La psiquiatría, ciencia cuya historia es, según las palabras de Emilio Kraepelin, "la historia de la propia civilización humana", nos brinda ejemplos especialmente evidentes en este sentido. Sin aminorar en nada los enormes progresos que la medicina mental debe al trabajo asiduo e inteligente de toda una serie de ilustres investigadores, hay que admitir que los fundamentos de la asistencia psiquiátrica moderna no se deben a los médicos sino a los tres entusiastas profanos que trato de retratar en estas páginas. Y me parece muy significativo que así sea. El comerciante inglés Tuke, la maestra norteamericana Dix y el banquero norteamericano Beers, en el fondo nada tuvieron que ver con la asistencia y el tratamiento de enfermos mentales. Se ocuparon de los alienados porque se dieron cuenta que alguien debía ocuparse de ellos, y se dedicaron a su tarea con el solo deseo de ayudar a sus hermanos abandonados. Más, aunque sólo fueron guiados por el dictado de su corazón –¿o sería porque sólo fueron guiados por ello?– consiguieron las reformas fundamentales necesarias y revolucionaron la asistencia psiquiátrica. ¡Qué ejemplo! ¡Qué enseñanza!

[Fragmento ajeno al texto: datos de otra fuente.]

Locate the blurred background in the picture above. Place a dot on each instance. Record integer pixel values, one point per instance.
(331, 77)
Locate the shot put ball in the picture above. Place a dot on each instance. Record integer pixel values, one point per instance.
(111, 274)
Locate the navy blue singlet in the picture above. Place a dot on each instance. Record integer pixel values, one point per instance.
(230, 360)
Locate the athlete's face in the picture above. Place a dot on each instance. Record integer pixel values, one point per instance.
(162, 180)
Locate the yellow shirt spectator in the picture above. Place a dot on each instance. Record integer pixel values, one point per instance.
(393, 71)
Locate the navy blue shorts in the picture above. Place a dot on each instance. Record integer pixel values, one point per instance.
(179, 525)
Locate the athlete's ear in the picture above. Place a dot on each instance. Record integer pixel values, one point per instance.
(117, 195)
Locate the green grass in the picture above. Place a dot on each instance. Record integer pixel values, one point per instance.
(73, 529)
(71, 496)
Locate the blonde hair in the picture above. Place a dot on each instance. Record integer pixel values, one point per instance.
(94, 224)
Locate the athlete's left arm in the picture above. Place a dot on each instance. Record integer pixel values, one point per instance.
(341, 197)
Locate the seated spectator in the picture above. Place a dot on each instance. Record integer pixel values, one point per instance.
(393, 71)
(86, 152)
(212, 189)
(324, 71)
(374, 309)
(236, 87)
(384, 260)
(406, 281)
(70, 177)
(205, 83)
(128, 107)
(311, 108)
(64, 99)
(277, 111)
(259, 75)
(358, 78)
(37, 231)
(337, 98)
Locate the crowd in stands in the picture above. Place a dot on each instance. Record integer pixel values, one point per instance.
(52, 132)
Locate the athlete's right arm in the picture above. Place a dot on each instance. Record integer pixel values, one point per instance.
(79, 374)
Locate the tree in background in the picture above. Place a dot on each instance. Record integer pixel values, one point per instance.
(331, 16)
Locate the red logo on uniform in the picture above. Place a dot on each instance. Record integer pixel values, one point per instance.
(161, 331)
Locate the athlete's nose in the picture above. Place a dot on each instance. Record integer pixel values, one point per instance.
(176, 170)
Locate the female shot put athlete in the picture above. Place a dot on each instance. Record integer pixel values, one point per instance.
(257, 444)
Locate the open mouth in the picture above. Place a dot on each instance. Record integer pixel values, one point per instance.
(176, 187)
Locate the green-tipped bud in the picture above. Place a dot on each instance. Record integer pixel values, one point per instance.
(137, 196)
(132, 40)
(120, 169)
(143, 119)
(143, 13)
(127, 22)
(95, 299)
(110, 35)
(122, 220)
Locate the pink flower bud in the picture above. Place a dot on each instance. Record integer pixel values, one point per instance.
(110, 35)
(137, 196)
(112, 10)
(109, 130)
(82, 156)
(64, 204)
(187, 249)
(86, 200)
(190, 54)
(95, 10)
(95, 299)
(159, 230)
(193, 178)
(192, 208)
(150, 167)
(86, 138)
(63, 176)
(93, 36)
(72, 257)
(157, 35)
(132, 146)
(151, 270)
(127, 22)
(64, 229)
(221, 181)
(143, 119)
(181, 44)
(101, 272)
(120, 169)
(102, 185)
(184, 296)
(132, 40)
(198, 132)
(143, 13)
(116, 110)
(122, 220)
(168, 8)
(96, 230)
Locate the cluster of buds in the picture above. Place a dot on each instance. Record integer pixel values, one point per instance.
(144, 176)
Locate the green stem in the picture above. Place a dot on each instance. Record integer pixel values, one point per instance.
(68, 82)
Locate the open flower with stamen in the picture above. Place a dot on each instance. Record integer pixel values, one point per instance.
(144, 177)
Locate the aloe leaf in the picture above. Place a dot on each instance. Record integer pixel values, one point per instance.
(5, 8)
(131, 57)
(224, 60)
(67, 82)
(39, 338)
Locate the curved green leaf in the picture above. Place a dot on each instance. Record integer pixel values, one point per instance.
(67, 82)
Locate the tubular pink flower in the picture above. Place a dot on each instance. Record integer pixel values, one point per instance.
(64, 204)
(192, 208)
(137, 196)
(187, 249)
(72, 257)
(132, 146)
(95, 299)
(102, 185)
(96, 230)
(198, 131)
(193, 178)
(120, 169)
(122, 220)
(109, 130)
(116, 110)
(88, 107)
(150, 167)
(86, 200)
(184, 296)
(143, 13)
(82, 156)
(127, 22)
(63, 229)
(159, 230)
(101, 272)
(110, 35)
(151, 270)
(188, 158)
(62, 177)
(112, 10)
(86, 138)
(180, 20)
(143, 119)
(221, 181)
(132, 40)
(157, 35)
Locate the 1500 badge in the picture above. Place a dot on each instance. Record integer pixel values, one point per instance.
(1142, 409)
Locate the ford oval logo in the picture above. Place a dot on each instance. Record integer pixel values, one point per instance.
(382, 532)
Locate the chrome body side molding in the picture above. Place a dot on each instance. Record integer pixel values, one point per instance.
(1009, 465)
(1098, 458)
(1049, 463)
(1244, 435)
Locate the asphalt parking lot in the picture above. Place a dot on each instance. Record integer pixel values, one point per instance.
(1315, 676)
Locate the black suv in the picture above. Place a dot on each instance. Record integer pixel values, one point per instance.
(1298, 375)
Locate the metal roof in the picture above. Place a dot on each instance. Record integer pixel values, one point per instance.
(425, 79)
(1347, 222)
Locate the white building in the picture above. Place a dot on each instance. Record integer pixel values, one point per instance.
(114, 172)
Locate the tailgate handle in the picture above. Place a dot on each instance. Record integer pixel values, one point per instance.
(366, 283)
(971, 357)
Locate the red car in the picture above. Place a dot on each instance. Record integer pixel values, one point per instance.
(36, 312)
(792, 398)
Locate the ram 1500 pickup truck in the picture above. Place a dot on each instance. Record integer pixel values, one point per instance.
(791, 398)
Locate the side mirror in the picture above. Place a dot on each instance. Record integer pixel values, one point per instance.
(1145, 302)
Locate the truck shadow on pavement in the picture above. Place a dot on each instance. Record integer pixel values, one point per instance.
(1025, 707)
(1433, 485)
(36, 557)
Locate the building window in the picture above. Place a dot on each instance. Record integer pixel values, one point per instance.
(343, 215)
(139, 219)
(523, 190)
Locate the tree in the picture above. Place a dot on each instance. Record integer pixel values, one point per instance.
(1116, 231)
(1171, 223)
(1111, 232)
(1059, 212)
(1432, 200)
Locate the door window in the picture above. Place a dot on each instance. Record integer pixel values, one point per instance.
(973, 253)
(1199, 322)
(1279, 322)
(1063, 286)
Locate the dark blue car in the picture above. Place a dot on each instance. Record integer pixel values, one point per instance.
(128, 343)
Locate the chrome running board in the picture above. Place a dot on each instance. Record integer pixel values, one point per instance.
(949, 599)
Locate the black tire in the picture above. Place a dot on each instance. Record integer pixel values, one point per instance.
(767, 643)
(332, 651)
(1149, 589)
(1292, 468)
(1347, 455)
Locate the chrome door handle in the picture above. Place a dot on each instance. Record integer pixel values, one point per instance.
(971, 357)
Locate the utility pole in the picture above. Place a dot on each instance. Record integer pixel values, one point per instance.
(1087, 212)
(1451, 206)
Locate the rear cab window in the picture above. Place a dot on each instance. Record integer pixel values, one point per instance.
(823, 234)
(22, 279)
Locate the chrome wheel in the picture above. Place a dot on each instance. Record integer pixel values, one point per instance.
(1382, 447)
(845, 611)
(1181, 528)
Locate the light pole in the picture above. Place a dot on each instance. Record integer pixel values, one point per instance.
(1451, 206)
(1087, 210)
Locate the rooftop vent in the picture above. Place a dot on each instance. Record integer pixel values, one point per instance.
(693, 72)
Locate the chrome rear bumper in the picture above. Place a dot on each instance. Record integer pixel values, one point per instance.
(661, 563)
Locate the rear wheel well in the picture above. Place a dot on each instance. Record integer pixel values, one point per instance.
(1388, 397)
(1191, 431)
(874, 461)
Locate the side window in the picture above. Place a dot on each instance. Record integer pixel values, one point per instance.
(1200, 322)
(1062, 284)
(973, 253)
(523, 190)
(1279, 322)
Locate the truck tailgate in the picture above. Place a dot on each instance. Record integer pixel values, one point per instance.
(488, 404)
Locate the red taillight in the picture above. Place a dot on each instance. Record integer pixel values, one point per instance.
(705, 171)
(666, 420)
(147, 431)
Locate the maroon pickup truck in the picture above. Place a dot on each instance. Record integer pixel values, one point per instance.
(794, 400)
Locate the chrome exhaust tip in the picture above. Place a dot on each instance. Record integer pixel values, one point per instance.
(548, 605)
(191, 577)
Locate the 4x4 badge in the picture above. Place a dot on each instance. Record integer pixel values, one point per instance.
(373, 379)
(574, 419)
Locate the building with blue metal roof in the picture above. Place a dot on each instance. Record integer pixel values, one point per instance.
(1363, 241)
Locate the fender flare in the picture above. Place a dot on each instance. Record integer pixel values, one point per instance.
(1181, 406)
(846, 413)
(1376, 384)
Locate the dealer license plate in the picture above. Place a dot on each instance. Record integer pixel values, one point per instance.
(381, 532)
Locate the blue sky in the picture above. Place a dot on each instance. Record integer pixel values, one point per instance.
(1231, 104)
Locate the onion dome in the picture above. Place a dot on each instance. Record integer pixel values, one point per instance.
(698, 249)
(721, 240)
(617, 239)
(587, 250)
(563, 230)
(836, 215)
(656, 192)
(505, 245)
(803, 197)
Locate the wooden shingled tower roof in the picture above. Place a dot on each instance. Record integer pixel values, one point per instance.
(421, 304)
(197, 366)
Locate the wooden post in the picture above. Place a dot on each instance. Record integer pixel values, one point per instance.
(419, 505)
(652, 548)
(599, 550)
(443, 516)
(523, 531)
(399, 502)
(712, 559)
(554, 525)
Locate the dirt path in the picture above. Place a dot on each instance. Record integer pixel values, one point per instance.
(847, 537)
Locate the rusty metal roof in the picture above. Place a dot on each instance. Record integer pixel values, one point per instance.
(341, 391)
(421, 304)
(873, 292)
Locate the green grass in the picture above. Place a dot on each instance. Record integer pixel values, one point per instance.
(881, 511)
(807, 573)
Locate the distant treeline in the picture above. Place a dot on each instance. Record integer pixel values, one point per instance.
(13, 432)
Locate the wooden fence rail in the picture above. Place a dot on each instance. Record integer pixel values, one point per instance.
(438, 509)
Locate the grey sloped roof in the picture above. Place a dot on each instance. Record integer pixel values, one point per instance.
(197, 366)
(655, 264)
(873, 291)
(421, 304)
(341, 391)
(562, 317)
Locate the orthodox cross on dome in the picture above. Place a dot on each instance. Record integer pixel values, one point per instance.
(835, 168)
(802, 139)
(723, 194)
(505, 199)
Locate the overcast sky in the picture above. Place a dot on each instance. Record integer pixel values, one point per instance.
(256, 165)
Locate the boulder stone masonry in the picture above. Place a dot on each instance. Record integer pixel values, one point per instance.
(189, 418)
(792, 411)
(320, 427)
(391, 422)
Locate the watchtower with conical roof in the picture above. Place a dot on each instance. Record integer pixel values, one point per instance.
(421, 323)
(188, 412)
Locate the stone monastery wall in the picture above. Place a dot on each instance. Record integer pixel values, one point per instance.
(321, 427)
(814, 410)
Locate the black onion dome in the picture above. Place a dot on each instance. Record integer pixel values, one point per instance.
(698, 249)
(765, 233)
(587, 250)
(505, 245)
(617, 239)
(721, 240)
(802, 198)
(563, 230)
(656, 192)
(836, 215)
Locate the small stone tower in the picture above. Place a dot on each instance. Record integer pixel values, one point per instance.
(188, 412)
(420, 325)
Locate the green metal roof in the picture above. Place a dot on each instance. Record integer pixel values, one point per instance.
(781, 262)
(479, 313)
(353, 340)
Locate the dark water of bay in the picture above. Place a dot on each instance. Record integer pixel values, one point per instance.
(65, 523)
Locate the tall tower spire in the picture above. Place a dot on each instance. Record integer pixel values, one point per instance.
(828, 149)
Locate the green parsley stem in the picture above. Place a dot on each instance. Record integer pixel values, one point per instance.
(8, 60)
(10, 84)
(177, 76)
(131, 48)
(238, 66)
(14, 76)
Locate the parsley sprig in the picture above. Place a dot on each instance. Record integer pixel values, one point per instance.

William Tuke vivió de 1732 a 1822, Dorothea Dix de 1802 a 1887 y Clifford Beers quien vive aún, nació en 1876. Como se ve, las vidas de nuestros héroes forman una especie de cadena ininterrumpida desde mediados del Siglo XVIII hasta nuestros días, y sería, pues, posible hacer, al margen de las biografías que he de relatar, una especie de historia de la asistencia psiquiátrica en los siglos XIX y XX. Quisiera hacer constar que no aspiro a tal cosa. Lo que quiero es muy sencillamente contar la historia de tres vidas: tres vidas paradigmáticas, o, si se quiere, tres vidas ejemplares: vidas, en efecto, que nos demuestran lo que puede pretender y realizar el individuo cuando lo impulsa una voluntad moral entusiasta.
Cuando nació William Tuke, en 1732, reinaba aún en Inglaterra la legislación penal contra la brujería, y no hacía más de 16 años desde que una mujer y su hijita de nueve años habían sido condenadas y ahorcadas en Huntingdon "por haber vendido sus almas al diablo…”. Cuando murió había en el país una opinión pública conciente de sus deberes, el parlamento había nombrado una comisión para investigar los asuntos de la alienación, y el número de manicomios públicos en Inglaterra había aumentado de 3 a 17. Sería exagerado pretender que estos enormes adelantos se debieron todos a los esfuerzos de William Tuke: pero es justicia reconocer que fue él quien mostró el camino y dió los primeros pasos decisivos hacía una reforma fundamental.
El Siglo XVIII ocupa en la historia de la psiquiatría un lugar sumamente ingrato. No cabe duda de que la gran cantidad de relatos horripilantes sobre el trato de los alienados en esa época se debían en primer término al entusiasmo humanitario de los contemporáneos que trataban de vocear su justa indignación. Mas, es un hecho también que de ningún otro siglo conocemos tantos detalles atroces sobre las fallas de la asistencia psiquiátrica como justamente del XVIII, y hay que admitir, de todos modos, que la suerte de los alienados en esta época era todo menos que envidiable.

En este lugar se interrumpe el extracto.